The story about Crow Bar in Cobb’s book described the ghost as a soldier from World War I—so in theory he might be a different kind of specter than the ones at Scooter McQuade’s, who died in the violent gang massacre. The soldier had been sick and wasted away here, and his signature ghost move is supposed to manifest as a wheezing sound or a gust of air. But the experiences that Browning mentioned sounded very similar to the ones from Scooter McQuade’s.
Bader, the sociologist, has been in more haunted houses than he can count, and he says that this is pretty typical. “The things that people get excited about are minor things,” he says. The story that people bring to a place can change what they experience, but it doesn’t change what’s actually happening there. A ghost hunter might go into a haunted house and find herself talking to an old lady, but a demonologist in the same place is going to sense a demon.
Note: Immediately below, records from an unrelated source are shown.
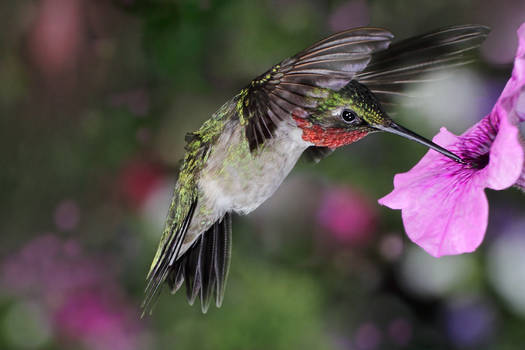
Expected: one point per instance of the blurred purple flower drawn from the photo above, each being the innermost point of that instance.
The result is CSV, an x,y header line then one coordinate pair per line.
x,y
349,216
443,203
79,292
56,38
95,320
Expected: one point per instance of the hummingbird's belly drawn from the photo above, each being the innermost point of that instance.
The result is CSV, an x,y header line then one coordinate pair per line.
x,y
234,179
238,180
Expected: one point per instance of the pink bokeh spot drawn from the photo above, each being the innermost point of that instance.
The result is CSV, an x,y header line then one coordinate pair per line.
x,y
443,203
347,215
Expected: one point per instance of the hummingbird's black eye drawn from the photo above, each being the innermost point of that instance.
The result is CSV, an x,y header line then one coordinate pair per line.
x,y
348,116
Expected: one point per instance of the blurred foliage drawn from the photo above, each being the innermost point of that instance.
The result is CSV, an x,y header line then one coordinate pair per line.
x,y
131,78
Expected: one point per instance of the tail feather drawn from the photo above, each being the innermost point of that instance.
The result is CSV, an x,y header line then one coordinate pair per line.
x,y
164,265
205,265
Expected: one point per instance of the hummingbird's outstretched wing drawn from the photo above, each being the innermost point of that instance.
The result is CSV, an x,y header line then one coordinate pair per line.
x,y
409,61
302,80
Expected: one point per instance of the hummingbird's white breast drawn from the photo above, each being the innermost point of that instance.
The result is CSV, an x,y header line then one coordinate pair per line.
x,y
235,179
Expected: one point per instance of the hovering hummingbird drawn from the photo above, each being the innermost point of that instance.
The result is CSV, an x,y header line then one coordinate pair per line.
x,y
329,95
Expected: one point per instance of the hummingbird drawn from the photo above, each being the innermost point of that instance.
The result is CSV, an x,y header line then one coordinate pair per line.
x,y
329,95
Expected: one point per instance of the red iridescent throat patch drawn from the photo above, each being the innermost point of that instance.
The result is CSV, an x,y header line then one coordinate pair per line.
x,y
329,137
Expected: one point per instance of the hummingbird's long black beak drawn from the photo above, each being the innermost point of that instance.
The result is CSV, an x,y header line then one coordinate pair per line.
x,y
404,132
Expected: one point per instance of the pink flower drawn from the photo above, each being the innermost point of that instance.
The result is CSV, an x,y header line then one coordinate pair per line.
x,y
79,292
98,321
347,215
443,203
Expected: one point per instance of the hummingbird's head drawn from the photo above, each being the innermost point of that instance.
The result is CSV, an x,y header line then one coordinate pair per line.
x,y
348,115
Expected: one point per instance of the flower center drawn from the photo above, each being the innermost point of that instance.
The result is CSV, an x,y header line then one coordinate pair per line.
x,y
478,162
474,149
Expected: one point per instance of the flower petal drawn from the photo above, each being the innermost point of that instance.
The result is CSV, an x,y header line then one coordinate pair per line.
x,y
455,222
402,195
506,157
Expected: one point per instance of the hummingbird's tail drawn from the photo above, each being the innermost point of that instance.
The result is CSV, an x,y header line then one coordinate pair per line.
x,y
406,62
204,266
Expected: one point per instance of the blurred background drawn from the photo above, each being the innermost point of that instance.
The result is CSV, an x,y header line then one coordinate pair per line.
x,y
95,99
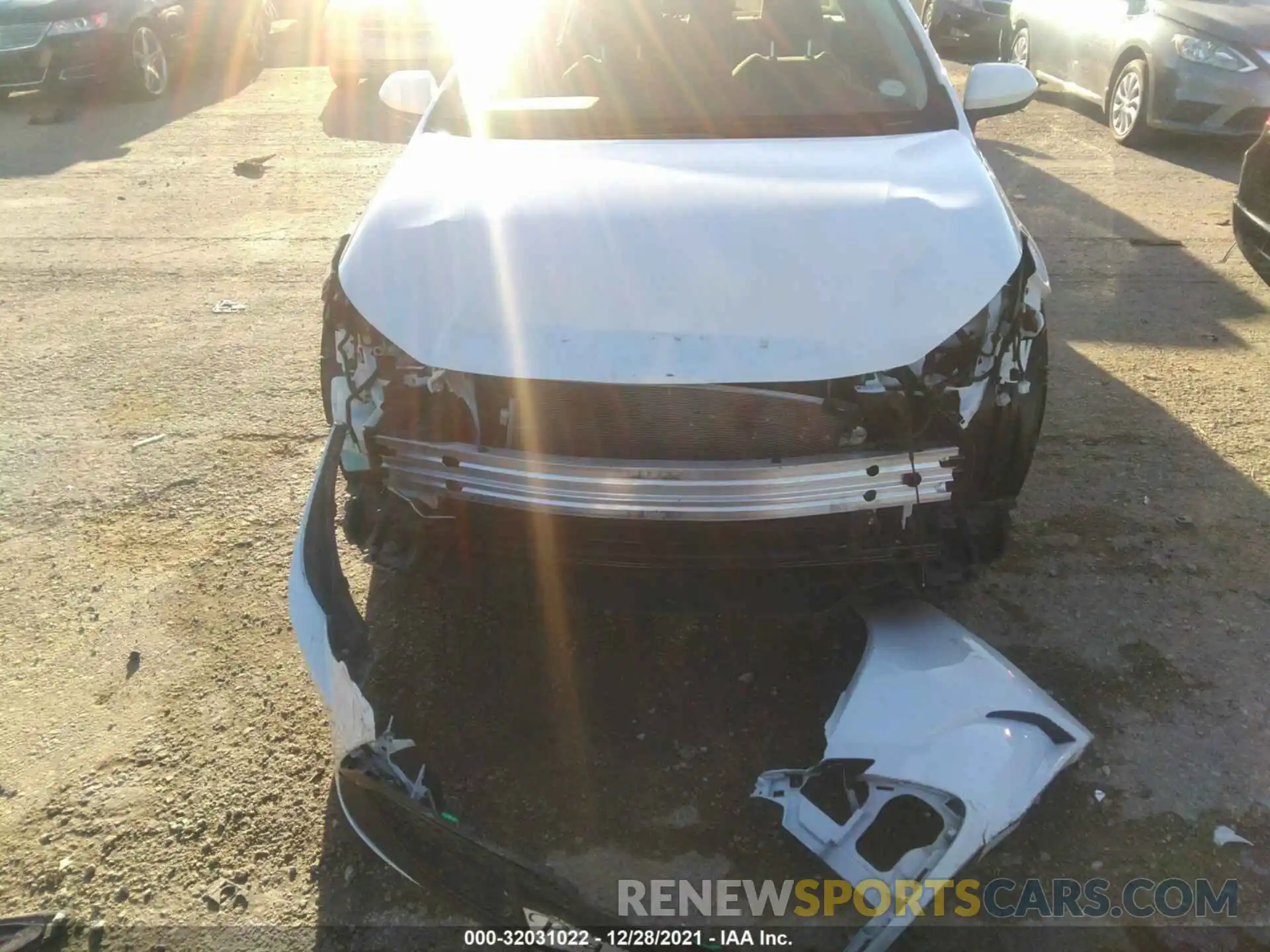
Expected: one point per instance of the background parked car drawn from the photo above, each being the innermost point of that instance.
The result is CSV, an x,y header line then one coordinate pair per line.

One of the main ways our brains process all the stimuli out there in the world is to use what we already know as a framework. When you encounter a new type of tree in the forest, you know it’s a tree, without having to think—it’s tall, it’s got bark, it’s got leaves. Ghost stories work in the same way. When you “know” a place is haunted, your brain immediately identifies creaking board or a flickering light as having a supernatural cause.
Cobb got it right, though, when he wrote that faith is at the core of these stories. “There’s a very powerful desire amongst the general public to believe there’s life after death,” says Bader. “Everything tells us we have this innate desire to believe that it’s not over when we die.” Religion in America is declining, but belief in ghosts is staying stable. If no one wanted to believe in ghosts, Cobb’s stories wouldn’t have any power. But people do want to believe, which makes even newly invented ghosts every bit as real as ghosts that have been around for much longer.
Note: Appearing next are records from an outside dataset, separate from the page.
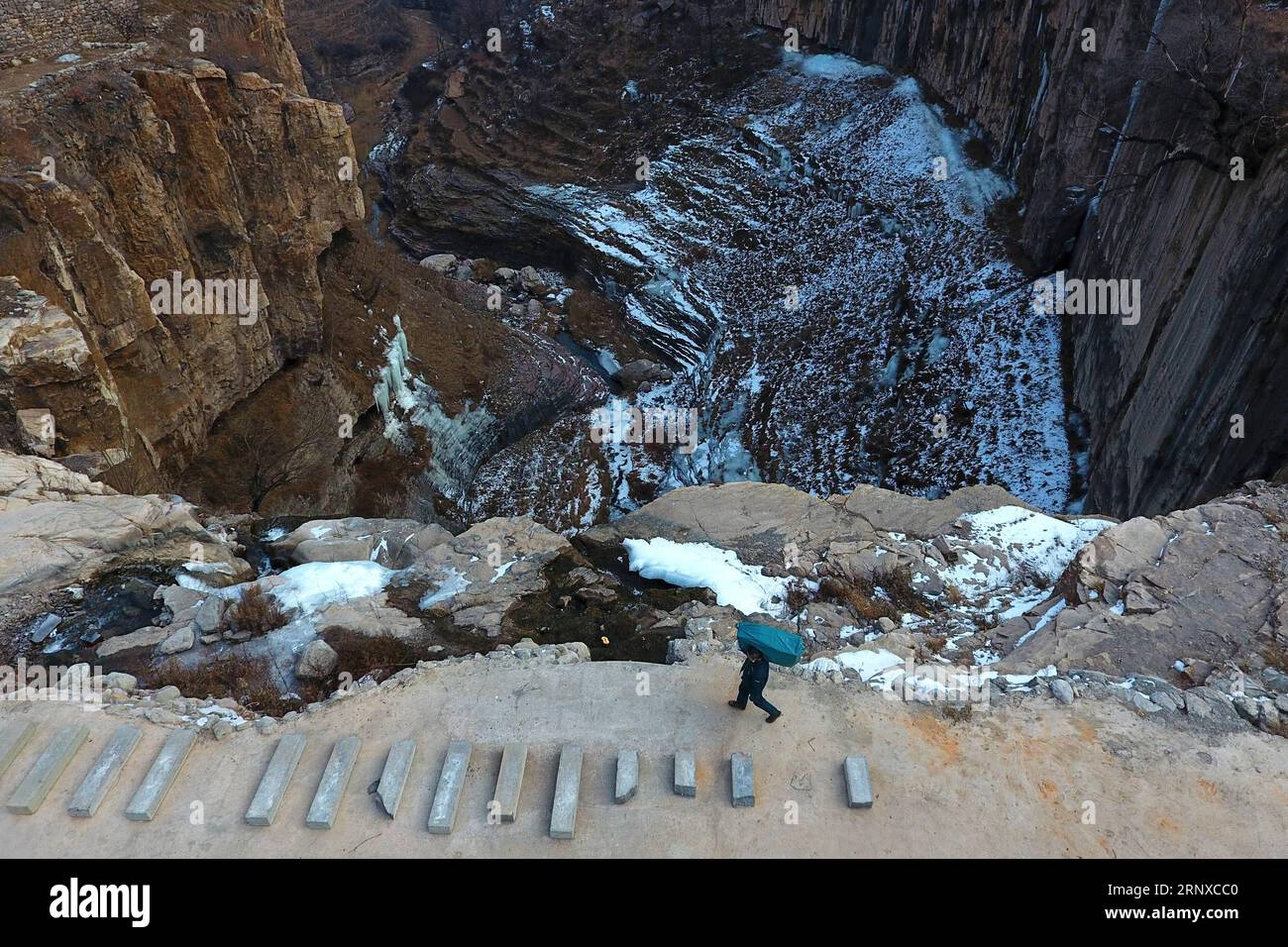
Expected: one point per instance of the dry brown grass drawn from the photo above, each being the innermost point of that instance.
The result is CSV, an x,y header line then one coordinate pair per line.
x,y
249,681
256,612
858,598
897,583
378,656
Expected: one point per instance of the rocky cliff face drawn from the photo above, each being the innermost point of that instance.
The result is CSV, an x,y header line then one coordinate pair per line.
x,y
1210,250
163,169
142,159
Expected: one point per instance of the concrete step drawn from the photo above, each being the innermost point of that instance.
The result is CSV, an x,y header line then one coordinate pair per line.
x,y
161,775
335,780
686,775
277,779
563,812
393,777
509,783
447,796
107,770
743,781
858,788
47,770
13,740
627,776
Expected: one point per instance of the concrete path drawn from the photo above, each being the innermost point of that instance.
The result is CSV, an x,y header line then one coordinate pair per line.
x,y
1017,781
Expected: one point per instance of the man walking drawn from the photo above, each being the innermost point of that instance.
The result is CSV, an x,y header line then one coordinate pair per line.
x,y
755,676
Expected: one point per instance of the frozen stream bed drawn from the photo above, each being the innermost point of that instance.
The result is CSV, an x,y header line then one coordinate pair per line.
x,y
828,266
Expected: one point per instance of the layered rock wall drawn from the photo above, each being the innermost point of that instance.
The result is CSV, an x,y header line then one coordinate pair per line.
x,y
155,170
1210,252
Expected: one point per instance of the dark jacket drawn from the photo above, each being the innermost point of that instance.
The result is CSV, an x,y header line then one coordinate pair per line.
x,y
755,672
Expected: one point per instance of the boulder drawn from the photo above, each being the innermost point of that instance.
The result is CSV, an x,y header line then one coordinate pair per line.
x,y
134,644
178,642
58,528
317,661
439,263
638,372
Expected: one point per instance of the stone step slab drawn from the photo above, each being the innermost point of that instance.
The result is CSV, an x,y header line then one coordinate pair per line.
x,y
451,780
858,787
743,781
12,742
104,774
161,775
509,781
686,775
563,812
334,783
627,776
277,779
393,777
47,770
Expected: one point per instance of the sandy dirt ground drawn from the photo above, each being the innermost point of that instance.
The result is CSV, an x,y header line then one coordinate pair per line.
x,y
1094,780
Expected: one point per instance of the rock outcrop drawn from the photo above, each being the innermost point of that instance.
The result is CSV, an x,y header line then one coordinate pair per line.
x,y
58,527
1162,394
159,170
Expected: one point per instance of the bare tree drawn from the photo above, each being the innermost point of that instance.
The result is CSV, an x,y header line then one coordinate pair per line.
x,y
1214,65
273,458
In his book, Cobb wrote about the one time that he did see something he considered inexplicable, in the Commodore Grocery, a small, supposedly haunted, store in a large, old building. Cobb used to go there almost every day to buy cigarettes, and one day, not long after he’d started working on the ghost book, he saw an unnerving woman there—short, “with a dirty white coat and a long, dark ponytail,” who appeared, disappeared, and the next moment appeared again, “blurry, amorphous, and insubstantial one second and solid the next.”
“What I didn’t put in there,” he says, “was that I was so desperately hung over I thought I was going to die. Perhaps I was more sensitive to seeing things from the other world.” When he was collecting ghost stories, he often found that the people who wanted to tell the stories were looking for attention more than anything else. But, though his faith in ghosts was shaken by these encounters, he hasn’t written them off entirely. “When I was young, my grandfather died, and I swear I woke up that night and he was standing in my room to say goodbye,” he says. “I would have sworn that happened, for years. I could have dreamed it. But I was comforted by that experience.”